Government data show one of every three daily trips in the megalopolis is made by a private vehicle, while microtransit, such as rides on outdated and often belching shuttle buses, represents more than half of all trips.

Until last summer, Mexico City restricted daily use of vehicles that are more than eight years old. However, the Supreme Court ruled that restriction was discriminatory, arguing older cars should be allowed on the roads if they pass emissions tests. That decision paved the way for 1.8 million vehicles that could be used only a few days each week to potentially circulate all seven days.

Corruption at vehicle emissions-control centers meant owners could pay extra for a passing test. Just last year, authorities shut down 42 errant emissions-testing centers in the metropolitan area for violations.
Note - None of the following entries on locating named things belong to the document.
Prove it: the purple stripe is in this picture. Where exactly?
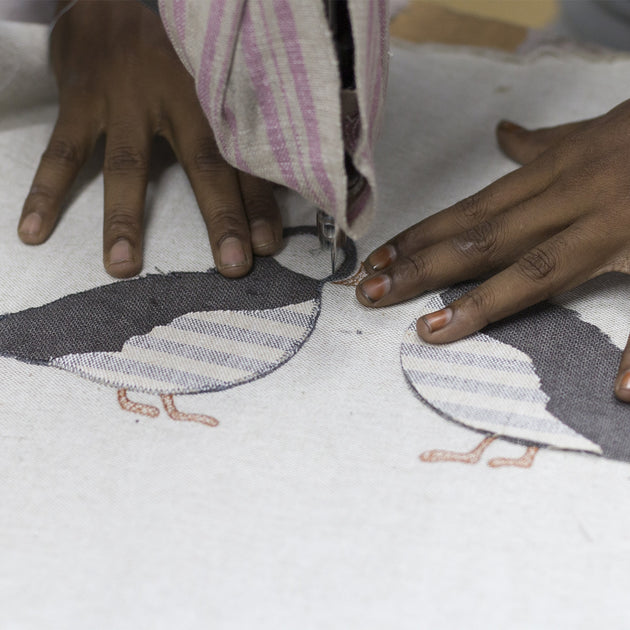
[259,5,321,203]
[225,105,248,171]
[173,0,186,43]
[274,0,341,208]
[242,5,299,190]
[366,0,382,146]
[197,0,228,116]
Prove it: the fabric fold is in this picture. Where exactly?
[159,0,388,237]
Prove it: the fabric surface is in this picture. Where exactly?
[160,0,389,237]
[0,23,630,630]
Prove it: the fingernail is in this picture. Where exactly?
[20,212,42,236]
[499,120,525,133]
[219,236,246,267]
[422,308,453,332]
[109,238,133,265]
[617,370,630,391]
[251,221,275,248]
[366,245,396,271]
[361,274,392,302]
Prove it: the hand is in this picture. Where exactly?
[357,101,630,402]
[18,0,282,278]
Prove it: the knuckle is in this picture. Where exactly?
[397,256,432,283]
[462,286,496,326]
[189,139,228,173]
[516,247,558,282]
[204,203,247,236]
[103,206,142,236]
[454,221,500,259]
[105,145,148,173]
[245,193,276,220]
[42,138,83,167]
[455,192,488,227]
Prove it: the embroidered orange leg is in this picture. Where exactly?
[333,263,368,287]
[488,446,538,468]
[160,394,219,427]
[420,435,497,464]
[118,389,160,418]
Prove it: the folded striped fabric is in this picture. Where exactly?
[159,0,389,237]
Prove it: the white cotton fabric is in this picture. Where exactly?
[0,19,630,630]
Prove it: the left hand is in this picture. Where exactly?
[18,0,282,278]
[357,101,630,402]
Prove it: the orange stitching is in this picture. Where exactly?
[160,394,219,427]
[118,389,160,418]
[420,435,497,464]
[488,446,539,468]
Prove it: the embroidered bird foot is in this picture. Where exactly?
[420,436,496,464]
[160,394,219,427]
[488,446,538,468]
[118,389,160,418]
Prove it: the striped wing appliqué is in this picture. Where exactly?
[51,300,320,394]
[400,298,601,453]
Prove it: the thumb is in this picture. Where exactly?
[496,120,589,164]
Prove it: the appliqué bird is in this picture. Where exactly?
[400,285,630,467]
[0,227,356,426]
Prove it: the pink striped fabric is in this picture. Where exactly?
[159,0,389,237]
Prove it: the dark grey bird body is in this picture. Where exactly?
[441,285,630,462]
[0,227,356,394]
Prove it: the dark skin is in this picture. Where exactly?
[357,101,630,402]
[18,0,282,278]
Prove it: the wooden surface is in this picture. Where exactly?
[391,0,557,51]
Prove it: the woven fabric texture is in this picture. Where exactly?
[160,0,389,236]
[0,18,630,630]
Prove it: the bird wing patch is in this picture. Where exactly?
[400,297,602,454]
[50,299,320,394]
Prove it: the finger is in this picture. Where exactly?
[496,120,590,164]
[416,223,611,343]
[615,339,630,402]
[103,119,151,278]
[18,116,96,245]
[357,187,579,307]
[173,113,252,278]
[239,172,282,256]
[365,155,555,272]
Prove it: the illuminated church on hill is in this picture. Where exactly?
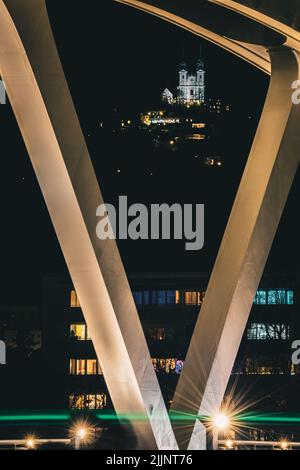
[162,53,205,105]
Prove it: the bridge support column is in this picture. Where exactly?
[172,47,300,449]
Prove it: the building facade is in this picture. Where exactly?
[43,274,300,418]
[177,59,205,105]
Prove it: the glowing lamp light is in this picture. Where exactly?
[225,439,233,450]
[26,436,36,450]
[77,427,87,440]
[280,441,289,450]
[213,413,230,431]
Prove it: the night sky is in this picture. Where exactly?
[0,0,300,305]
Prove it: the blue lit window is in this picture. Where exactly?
[156,290,166,305]
[254,289,294,305]
[247,323,290,341]
[286,290,294,305]
[167,290,176,305]
[254,290,267,305]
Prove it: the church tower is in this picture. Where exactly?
[177,49,205,105]
[196,56,205,102]
[178,61,188,101]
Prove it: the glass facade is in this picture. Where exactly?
[152,358,183,374]
[247,323,290,341]
[70,290,80,308]
[70,359,102,375]
[69,393,107,410]
[70,323,91,341]
[254,289,294,305]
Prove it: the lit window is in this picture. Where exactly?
[184,292,202,305]
[247,323,290,341]
[133,292,143,306]
[70,290,80,308]
[152,358,183,374]
[70,359,102,375]
[132,291,150,307]
[151,290,177,305]
[70,323,91,341]
[254,289,294,305]
[69,393,107,410]
[148,328,166,341]
[254,290,267,305]
[86,359,98,375]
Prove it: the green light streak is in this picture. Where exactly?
[0,410,300,426]
[0,413,71,422]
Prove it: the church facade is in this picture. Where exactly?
[177,59,205,104]
[162,55,205,105]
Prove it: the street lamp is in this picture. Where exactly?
[280,440,289,450]
[213,413,230,431]
[71,421,94,450]
[25,436,36,450]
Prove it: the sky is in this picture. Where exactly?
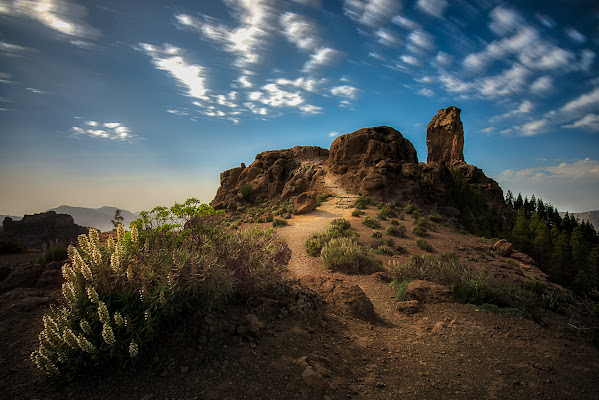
[0,0,599,215]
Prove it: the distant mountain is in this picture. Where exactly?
[560,210,599,230]
[50,206,139,232]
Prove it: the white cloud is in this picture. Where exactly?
[374,28,399,47]
[408,30,435,50]
[489,6,524,35]
[400,54,421,67]
[280,12,320,50]
[343,0,401,28]
[515,119,549,136]
[391,15,420,31]
[71,121,138,142]
[560,87,599,116]
[140,43,210,101]
[302,47,343,73]
[530,75,553,94]
[439,74,472,93]
[275,77,327,92]
[566,27,587,43]
[0,41,37,57]
[564,114,599,132]
[475,64,530,97]
[0,0,100,39]
[175,0,274,68]
[331,85,360,99]
[489,100,534,122]
[499,158,599,183]
[416,0,447,18]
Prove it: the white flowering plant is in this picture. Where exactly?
[31,199,290,378]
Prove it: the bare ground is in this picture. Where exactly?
[0,181,599,400]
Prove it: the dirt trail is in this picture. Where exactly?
[279,174,399,325]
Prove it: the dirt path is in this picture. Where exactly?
[279,174,399,325]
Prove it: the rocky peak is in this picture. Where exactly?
[426,106,464,164]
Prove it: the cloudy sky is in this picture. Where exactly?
[0,0,599,215]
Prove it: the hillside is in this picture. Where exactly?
[50,205,139,232]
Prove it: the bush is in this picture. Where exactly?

Emissions controls, widely available credit, and a crackdown on imports of aging vehicles from the U.S. contributed to record new-car sales in Mexico last year, when consumers purchased 1.35 million vehicles, a fifth of those in and around Mexico City.

The newer the car, the better its technology and ability to curb emissions, car industry representatives argue.

“At the end of the day, we’re looking to improve the quality of the air and therefore of course the health of citizens of this megalopolis,” said Eduardo Solis, head of the Mexican Automotive Industry Association, which represents auto makers.

According to Mr. Solis, the average private vehicle in Mexico City is 14 years old, whereas heavy trucks and buses are usually more than 17 years old. In the U.S., the typical vehicle is 11 years old.

Mr. Solis suggested the government focus more on regulating heavy transport, such as forbidding delivery trucks from blocking lanes on busy roads during rush hour, and banning big rigs from traversing the capital during the day.

The Mexican trucking industry chamber, meanwhile, argued its members should be exempt from the ban to avoid bottlenecks in bringing supplies into the city.

The restrictions don’t apply to trucks carrying perishables, public transport, school buses, or electric and hybrid cars.